- Born: 7 January 1944 (age 82)
- Education: PhD of Biological Sciences, Faculty of Science, University of Sarajevo, 1977

= Rifat Hadžiselimović =

Bosnian geneticist

Rifat Hadžiselimović is a Bosnian geneticist. He was born in Šiprage, Bosnia and Herzegovina on 7 January 1944. In 2013, with over 45 years of service, he was appointed Emeritus. He acts as scientific adviser in Institute for Genetic Engineering and Biotechnology, University of Sarajevo.

Rifat Hadžiselimović is the member of Academy of Sciences and Arts of Bosnia and Herzegovina since 2018.

==Education and Professional Career==
Rifat Hadžiselimović completed secondary education in Banja Luka after which in 1962 he enrolled at the Faculty of Natural Sciences and Mathematics in Sarajevo. He graduated as a Biology teacher in 1966 and completed his master's degree in Biology (Anthropology) in 1971 at the Faculty of Science and Mathematics, University of Zagreb, Croatia.

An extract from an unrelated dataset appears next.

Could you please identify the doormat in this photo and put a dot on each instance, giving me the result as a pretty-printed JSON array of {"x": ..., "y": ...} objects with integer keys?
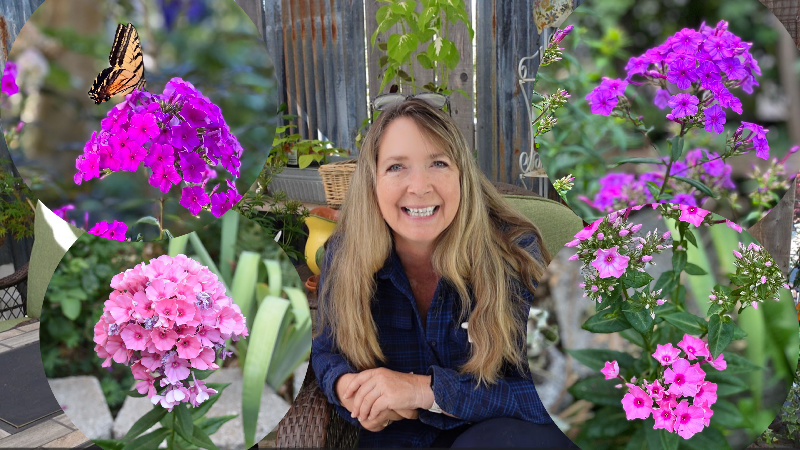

His Master thesis was entitled "Historical aspect of the change of relative frequency of two allelogens in human populations". He completed his PhD in biology in 1976 at the Faculty of Science, University of Sarajevo on the subject of "The Genetics of ABH antigens secretion in the population of Bosnia and Herzegovina".

Since 1966 he has been employed by the Faculty of Science, University of Sarajevo, first as an Assistant Lecturer (1966-1977), then as an Assistant Professor (1977), Associate Professor (1980) and the Professor (1984) on subjects: Human Genetics, Genetic Engineering and Biotechnology, Molecular Biology, Evolution, Bioanthropology, and Biomedicine.

He was as an active member of the Anthropological Society of Yugoslavia and was a co-founder and member of the Association of Genetics in Bosnia and Herzegovina.
From 1984 – 1986 he also served as the Head of the Department of Biology. From 1994 - 2003 he was engaged in the development of the "Postgraduate study of biological sciences" where he was the head of the programme, and from 2007 was the head of the as the "Genetics" field of the programme.

In the period from 1987 to 2001, he was the Director of the Institute of Genetic Engineering and Biotechnology (INGEB), and from 2001 he was the Project Coordinator of the DNA Project which was developed in cooperation with the International Commission on Missing Persons (ICMP). He was also engaged as the Scientific Advisor of the institute (INGEB), and from 2006 to 2012 was appointed a chair of the Board of Directors of the institute.